After the Dallas Stars signed aging defenseman Sergei Gonchar to a two-year, $10 million contract, the team’s commentary revolved around his work as a mentor and his value as a power play quarterback.
Let’s take a look at the ways that the 39-year-old might impact the Stars.
Under his wing
Indeed, Gonchar has received plenty of credit for being a mentor to younger players, particularly Evgeni Malkin in Pittsburgh. It doesn’t hurt that Erik Karlsson blossomed into the most dangerous offensive defenseman in the NHL during Gonchar’s stay in Ottawa, either.
One would assume that the veteran blueliner might best influence the Stars’ young defensive corps, although the team also expressed hopes that he’ll rub off on first-rounder Valeri Nichushkin like he did with Malkin.
Easing the burden
Still, the Stars would be paying quite the premium if Gonchar’s value rests solely on imparting words of wisdom.
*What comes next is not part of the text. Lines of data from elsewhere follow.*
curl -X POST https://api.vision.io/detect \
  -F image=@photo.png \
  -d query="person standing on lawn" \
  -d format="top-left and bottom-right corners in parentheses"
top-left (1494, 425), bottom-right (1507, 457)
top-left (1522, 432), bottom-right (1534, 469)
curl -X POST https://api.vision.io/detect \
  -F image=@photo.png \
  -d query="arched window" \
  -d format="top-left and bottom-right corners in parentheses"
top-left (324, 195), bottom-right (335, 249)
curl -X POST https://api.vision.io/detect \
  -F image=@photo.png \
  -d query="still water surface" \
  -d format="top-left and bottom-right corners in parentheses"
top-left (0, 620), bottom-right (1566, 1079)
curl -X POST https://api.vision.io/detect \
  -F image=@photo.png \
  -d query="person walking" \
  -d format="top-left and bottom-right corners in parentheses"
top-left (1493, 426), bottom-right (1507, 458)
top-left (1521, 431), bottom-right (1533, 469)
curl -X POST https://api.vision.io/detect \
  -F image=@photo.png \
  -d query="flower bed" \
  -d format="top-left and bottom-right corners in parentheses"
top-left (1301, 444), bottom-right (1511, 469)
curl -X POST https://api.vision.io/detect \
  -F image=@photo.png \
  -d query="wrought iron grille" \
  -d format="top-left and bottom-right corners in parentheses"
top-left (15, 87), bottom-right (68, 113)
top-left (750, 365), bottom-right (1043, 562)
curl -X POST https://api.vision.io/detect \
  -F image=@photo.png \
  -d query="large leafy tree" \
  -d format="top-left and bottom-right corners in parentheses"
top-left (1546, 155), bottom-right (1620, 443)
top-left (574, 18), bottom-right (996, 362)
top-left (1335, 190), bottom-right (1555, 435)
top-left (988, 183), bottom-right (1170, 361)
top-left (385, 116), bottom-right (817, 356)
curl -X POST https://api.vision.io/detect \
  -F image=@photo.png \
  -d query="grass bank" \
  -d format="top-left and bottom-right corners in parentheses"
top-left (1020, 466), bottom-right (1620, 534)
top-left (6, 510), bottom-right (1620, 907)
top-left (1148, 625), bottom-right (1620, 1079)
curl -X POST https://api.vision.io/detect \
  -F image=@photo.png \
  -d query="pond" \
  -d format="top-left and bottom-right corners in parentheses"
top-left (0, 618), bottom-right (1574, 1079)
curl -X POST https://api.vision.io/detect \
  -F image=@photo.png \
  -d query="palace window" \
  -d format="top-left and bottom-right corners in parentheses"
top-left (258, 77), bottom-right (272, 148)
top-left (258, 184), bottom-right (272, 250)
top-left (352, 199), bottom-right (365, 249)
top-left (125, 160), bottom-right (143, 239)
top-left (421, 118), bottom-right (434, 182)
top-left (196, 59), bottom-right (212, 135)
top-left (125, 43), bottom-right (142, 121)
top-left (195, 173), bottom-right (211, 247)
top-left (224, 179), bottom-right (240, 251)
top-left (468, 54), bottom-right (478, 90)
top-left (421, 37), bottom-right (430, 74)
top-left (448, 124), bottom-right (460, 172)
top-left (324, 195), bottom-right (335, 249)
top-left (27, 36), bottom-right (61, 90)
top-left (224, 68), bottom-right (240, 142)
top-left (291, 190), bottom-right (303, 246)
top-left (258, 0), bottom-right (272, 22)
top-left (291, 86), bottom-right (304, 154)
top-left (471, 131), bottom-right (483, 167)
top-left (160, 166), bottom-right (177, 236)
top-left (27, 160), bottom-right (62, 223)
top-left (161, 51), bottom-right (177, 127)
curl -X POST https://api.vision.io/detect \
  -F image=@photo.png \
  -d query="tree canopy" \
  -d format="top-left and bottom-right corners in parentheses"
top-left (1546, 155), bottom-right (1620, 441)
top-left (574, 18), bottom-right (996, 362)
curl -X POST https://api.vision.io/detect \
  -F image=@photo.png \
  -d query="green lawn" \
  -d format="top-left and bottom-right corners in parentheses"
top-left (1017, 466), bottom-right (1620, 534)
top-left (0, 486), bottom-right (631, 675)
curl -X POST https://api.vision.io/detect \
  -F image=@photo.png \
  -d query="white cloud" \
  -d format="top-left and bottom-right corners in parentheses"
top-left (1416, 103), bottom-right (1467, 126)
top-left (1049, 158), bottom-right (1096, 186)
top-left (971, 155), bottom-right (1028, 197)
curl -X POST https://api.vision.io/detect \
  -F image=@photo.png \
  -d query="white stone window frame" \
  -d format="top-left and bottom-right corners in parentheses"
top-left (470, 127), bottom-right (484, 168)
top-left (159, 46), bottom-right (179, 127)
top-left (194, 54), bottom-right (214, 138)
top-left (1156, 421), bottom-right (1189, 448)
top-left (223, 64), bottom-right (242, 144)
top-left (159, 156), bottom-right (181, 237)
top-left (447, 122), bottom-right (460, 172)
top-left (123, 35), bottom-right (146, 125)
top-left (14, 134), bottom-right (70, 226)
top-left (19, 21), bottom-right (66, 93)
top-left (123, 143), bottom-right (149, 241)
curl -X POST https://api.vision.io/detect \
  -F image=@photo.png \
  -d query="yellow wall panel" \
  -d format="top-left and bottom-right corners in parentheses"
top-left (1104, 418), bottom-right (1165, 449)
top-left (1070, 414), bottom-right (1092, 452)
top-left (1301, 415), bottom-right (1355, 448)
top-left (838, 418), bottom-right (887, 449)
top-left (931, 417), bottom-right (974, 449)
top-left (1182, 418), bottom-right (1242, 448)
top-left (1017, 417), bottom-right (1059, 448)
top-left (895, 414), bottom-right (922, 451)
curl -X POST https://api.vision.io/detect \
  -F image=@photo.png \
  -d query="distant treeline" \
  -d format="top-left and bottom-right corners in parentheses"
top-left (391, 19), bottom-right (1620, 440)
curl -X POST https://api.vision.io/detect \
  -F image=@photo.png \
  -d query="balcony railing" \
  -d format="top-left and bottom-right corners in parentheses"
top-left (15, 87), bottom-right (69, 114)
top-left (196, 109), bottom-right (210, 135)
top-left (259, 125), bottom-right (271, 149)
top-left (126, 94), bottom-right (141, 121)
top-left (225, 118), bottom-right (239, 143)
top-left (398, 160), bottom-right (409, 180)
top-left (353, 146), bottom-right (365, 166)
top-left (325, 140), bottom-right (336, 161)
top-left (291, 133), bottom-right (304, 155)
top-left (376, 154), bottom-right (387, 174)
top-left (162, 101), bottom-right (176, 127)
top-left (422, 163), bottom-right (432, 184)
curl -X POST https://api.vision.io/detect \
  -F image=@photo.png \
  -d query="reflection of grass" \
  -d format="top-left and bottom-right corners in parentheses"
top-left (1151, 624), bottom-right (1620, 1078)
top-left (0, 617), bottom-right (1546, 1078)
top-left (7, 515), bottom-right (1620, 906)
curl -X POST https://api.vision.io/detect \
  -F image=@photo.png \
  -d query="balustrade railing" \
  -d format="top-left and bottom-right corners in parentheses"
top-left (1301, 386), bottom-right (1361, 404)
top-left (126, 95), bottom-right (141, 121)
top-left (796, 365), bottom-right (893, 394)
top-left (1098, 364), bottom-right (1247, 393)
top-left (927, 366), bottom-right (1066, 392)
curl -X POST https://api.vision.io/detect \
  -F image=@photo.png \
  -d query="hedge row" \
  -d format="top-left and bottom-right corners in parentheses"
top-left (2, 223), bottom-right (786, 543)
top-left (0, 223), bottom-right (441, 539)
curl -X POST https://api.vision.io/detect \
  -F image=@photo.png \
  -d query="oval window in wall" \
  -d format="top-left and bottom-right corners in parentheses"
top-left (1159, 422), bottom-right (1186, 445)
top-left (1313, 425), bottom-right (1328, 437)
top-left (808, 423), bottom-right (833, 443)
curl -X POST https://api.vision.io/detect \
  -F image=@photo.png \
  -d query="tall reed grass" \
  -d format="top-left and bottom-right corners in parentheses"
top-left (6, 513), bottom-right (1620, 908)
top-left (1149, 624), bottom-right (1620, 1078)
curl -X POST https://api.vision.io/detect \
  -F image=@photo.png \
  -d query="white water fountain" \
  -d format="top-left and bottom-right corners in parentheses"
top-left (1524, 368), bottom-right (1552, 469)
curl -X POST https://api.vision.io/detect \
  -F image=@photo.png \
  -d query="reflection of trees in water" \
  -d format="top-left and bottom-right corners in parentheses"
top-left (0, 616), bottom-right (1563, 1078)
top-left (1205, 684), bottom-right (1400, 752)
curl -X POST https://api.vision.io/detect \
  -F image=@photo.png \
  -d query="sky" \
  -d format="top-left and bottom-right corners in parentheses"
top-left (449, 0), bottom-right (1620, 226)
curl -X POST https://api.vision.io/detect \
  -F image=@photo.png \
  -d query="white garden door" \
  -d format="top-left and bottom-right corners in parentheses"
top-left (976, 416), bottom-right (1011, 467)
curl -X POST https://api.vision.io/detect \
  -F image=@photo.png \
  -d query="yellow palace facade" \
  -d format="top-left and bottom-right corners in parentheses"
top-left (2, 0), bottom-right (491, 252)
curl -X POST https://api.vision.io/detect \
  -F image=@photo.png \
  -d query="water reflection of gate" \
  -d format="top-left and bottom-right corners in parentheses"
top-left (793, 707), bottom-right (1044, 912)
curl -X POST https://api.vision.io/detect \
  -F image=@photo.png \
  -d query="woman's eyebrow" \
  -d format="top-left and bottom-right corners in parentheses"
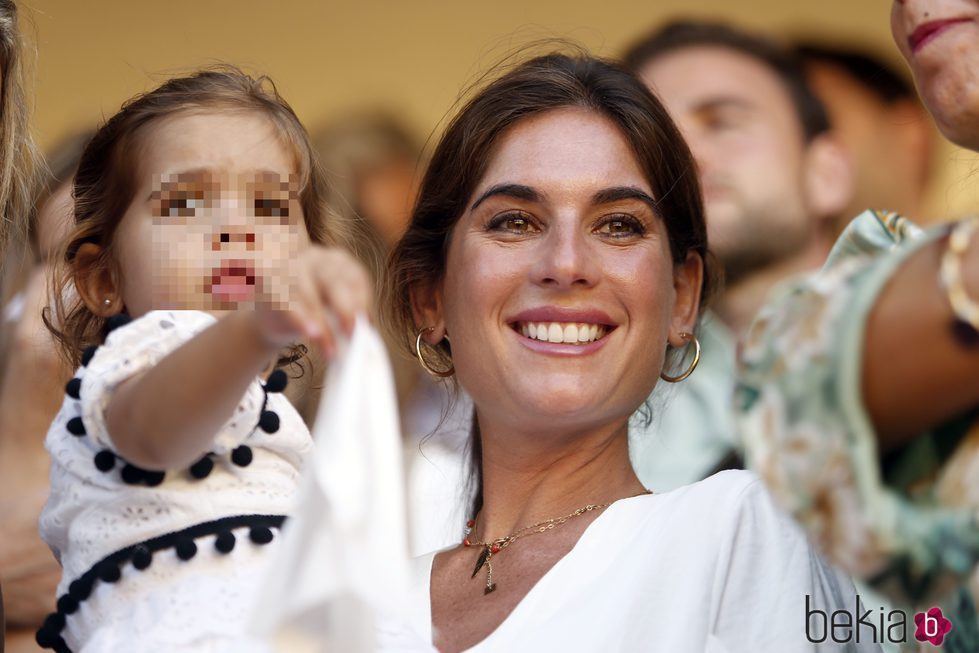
top-left (592, 186), bottom-right (658, 212)
top-left (470, 183), bottom-right (542, 211)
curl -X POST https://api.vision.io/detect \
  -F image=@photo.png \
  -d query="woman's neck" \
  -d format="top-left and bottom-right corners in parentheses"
top-left (471, 415), bottom-right (646, 541)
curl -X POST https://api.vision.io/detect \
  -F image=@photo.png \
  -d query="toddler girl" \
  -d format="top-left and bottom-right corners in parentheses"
top-left (34, 68), bottom-right (370, 652)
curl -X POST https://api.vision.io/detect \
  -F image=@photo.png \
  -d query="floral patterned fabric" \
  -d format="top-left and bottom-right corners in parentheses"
top-left (736, 209), bottom-right (979, 650)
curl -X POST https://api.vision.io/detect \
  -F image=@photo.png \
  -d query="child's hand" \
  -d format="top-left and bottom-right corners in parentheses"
top-left (255, 245), bottom-right (373, 357)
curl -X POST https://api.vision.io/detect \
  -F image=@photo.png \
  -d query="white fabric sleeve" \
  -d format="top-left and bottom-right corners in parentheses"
top-left (709, 480), bottom-right (882, 652)
top-left (78, 310), bottom-right (265, 458)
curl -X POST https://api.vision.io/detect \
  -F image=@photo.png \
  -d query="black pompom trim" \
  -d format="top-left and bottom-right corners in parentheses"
top-left (264, 369), bottom-right (288, 393)
top-left (81, 345), bottom-right (98, 367)
top-left (36, 514), bottom-right (285, 651)
top-left (104, 313), bottom-right (132, 333)
top-left (120, 464), bottom-right (143, 485)
top-left (175, 538), bottom-right (197, 561)
top-left (65, 378), bottom-right (82, 400)
top-left (131, 545), bottom-right (152, 570)
top-left (66, 417), bottom-right (86, 436)
top-left (249, 526), bottom-right (274, 545)
top-left (189, 455), bottom-right (214, 479)
top-left (67, 578), bottom-right (92, 602)
top-left (94, 450), bottom-right (116, 472)
top-left (214, 530), bottom-right (236, 554)
top-left (120, 464), bottom-right (165, 486)
top-left (231, 445), bottom-right (253, 467)
top-left (258, 410), bottom-right (280, 434)
top-left (97, 561), bottom-right (121, 583)
top-left (56, 594), bottom-right (78, 615)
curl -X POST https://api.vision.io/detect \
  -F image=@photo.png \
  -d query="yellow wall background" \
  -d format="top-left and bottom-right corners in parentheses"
top-left (22, 0), bottom-right (979, 220)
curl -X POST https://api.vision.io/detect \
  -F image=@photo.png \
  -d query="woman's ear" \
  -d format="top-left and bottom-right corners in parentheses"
top-left (409, 280), bottom-right (447, 344)
top-left (669, 251), bottom-right (704, 346)
top-left (73, 243), bottom-right (122, 317)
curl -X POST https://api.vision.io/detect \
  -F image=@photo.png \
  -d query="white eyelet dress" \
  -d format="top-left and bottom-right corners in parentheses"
top-left (36, 310), bottom-right (312, 652)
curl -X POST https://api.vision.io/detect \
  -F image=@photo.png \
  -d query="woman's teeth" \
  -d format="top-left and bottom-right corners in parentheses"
top-left (518, 322), bottom-right (607, 344)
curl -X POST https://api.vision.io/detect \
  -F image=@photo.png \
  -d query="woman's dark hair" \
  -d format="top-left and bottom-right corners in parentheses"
top-left (387, 50), bottom-right (716, 516)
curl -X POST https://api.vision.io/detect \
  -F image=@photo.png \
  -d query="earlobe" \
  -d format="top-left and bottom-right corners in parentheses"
top-left (670, 251), bottom-right (704, 346)
top-left (803, 134), bottom-right (855, 221)
top-left (74, 243), bottom-right (122, 317)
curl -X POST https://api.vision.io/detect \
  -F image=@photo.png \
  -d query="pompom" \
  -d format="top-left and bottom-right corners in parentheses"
top-left (66, 417), bottom-right (86, 436)
top-left (189, 456), bottom-right (214, 479)
top-left (35, 624), bottom-right (60, 648)
top-left (249, 526), bottom-right (274, 545)
top-left (97, 561), bottom-right (121, 583)
top-left (214, 530), bottom-right (236, 554)
top-left (42, 612), bottom-right (66, 632)
top-left (68, 578), bottom-right (92, 601)
top-left (56, 594), bottom-right (79, 615)
top-left (231, 445), bottom-right (253, 467)
top-left (131, 545), bottom-right (152, 570)
top-left (65, 378), bottom-right (82, 399)
top-left (143, 470), bottom-right (165, 487)
top-left (81, 345), bottom-right (98, 367)
top-left (94, 450), bottom-right (116, 472)
top-left (264, 369), bottom-right (289, 393)
top-left (175, 538), bottom-right (198, 561)
top-left (258, 410), bottom-right (280, 434)
top-left (120, 464), bottom-right (143, 485)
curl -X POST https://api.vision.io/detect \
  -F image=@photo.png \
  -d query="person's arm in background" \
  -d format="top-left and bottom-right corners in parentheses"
top-left (0, 267), bottom-right (70, 652)
top-left (736, 210), bottom-right (979, 614)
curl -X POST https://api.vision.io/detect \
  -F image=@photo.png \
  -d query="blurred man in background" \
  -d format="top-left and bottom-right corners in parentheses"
top-left (622, 21), bottom-right (853, 490)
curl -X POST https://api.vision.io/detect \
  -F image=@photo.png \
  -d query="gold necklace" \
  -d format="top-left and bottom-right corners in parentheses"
top-left (462, 503), bottom-right (611, 595)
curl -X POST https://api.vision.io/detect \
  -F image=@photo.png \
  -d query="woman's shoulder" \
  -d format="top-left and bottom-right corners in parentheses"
top-left (656, 469), bottom-right (765, 510)
top-left (635, 469), bottom-right (795, 543)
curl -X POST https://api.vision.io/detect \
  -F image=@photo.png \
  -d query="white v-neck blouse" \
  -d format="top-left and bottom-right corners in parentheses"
top-left (379, 470), bottom-right (881, 652)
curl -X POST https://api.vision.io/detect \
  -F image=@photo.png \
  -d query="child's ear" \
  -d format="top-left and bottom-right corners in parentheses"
top-left (74, 243), bottom-right (123, 317)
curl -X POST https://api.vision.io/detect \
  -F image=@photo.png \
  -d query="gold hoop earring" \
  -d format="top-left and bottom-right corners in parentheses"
top-left (415, 326), bottom-right (454, 378)
top-left (660, 332), bottom-right (700, 383)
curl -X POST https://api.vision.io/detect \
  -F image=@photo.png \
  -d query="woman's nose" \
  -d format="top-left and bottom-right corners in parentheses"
top-left (532, 222), bottom-right (599, 289)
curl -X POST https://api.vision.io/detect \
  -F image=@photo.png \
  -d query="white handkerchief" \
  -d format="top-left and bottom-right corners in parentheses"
top-left (250, 318), bottom-right (412, 652)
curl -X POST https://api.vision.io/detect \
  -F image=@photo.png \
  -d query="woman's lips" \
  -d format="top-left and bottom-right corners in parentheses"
top-left (909, 18), bottom-right (972, 54)
top-left (208, 260), bottom-right (257, 302)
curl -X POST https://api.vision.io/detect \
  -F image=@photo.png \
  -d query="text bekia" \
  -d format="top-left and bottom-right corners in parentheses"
top-left (805, 595), bottom-right (907, 645)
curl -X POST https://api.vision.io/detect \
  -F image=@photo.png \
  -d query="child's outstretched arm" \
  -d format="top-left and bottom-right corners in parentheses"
top-left (104, 246), bottom-right (370, 470)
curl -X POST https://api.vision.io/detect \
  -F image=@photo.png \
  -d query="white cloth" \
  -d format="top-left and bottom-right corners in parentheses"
top-left (38, 310), bottom-right (312, 651)
top-left (382, 471), bottom-right (881, 653)
top-left (250, 319), bottom-right (412, 652)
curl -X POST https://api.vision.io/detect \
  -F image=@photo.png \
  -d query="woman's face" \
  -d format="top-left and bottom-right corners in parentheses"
top-left (891, 0), bottom-right (979, 150)
top-left (423, 107), bottom-right (702, 436)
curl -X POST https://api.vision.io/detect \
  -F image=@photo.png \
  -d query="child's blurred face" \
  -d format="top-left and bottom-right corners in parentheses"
top-left (114, 110), bottom-right (310, 317)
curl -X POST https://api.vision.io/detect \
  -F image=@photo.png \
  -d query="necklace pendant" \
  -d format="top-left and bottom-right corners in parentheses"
top-left (471, 546), bottom-right (491, 579)
top-left (483, 582), bottom-right (496, 595)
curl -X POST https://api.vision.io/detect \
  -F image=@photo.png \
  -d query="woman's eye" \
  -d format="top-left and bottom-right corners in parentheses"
top-left (255, 197), bottom-right (290, 218)
top-left (596, 216), bottom-right (646, 237)
top-left (488, 212), bottom-right (536, 234)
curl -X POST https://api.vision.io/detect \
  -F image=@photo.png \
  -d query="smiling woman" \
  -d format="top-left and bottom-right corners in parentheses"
top-left (383, 51), bottom-right (875, 652)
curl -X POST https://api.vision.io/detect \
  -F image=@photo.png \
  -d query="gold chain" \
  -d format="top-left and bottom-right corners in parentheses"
top-left (462, 503), bottom-right (611, 595)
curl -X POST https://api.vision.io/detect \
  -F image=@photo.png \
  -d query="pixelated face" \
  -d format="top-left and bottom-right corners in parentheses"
top-left (114, 110), bottom-right (310, 317)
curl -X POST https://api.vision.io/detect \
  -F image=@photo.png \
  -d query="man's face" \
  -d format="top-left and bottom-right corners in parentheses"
top-left (638, 46), bottom-right (815, 281)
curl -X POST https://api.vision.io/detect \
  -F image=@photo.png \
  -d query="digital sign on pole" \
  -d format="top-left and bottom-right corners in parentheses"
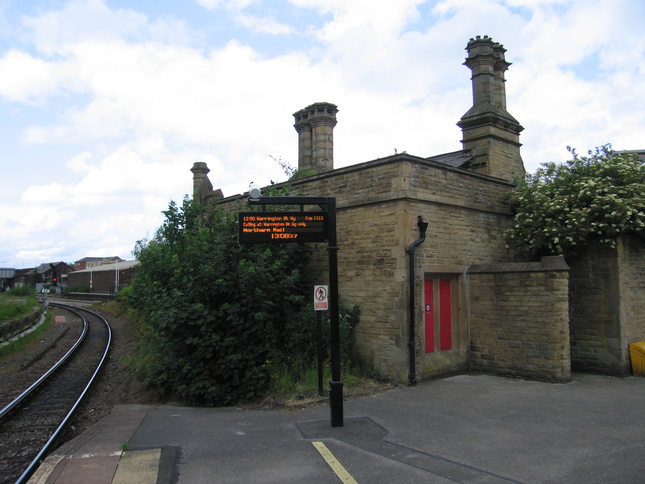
top-left (239, 212), bottom-right (328, 243)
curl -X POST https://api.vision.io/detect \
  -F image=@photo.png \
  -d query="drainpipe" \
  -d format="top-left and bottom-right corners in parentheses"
top-left (407, 216), bottom-right (429, 385)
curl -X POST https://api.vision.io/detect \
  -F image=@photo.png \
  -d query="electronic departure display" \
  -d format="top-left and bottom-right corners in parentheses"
top-left (239, 212), bottom-right (328, 243)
Gonchar had an impressive offensive season in 2013, scoring 27 points in 45 regular season games and six in 10 postseason contests. Only Kyle Turris’ 29 points bested Gonchar’s contribution during the regular season, and Turris played in three more games.
By supplying potentially high-end offense, Gonchar might make life easier for the Stars’ previous go-to PP guy Alex Goligoski. That might not alter Goligoski’s status as “the guy who was traded for James Neal,” but perhaps a more appropriate role could benefit the struggling blueliner.
It would be foolish to ignore the downsides of the move.
Gonchar is 39, so his cap hit stays on the books even if he retires. Sure, it’s only a two-year deal, but such free agent signings can sour quickly.
There’s also little doubt that the Russian defenseman’s greatest strengths come on offense, so the Stars need to be realistic about the role they expect him to play.
Overall, it’s an interesting gamble by Dallas’ new management team.
Let’s not forget that the Stars really haven’t been the same since they last employed a defenseman named Sergei, either.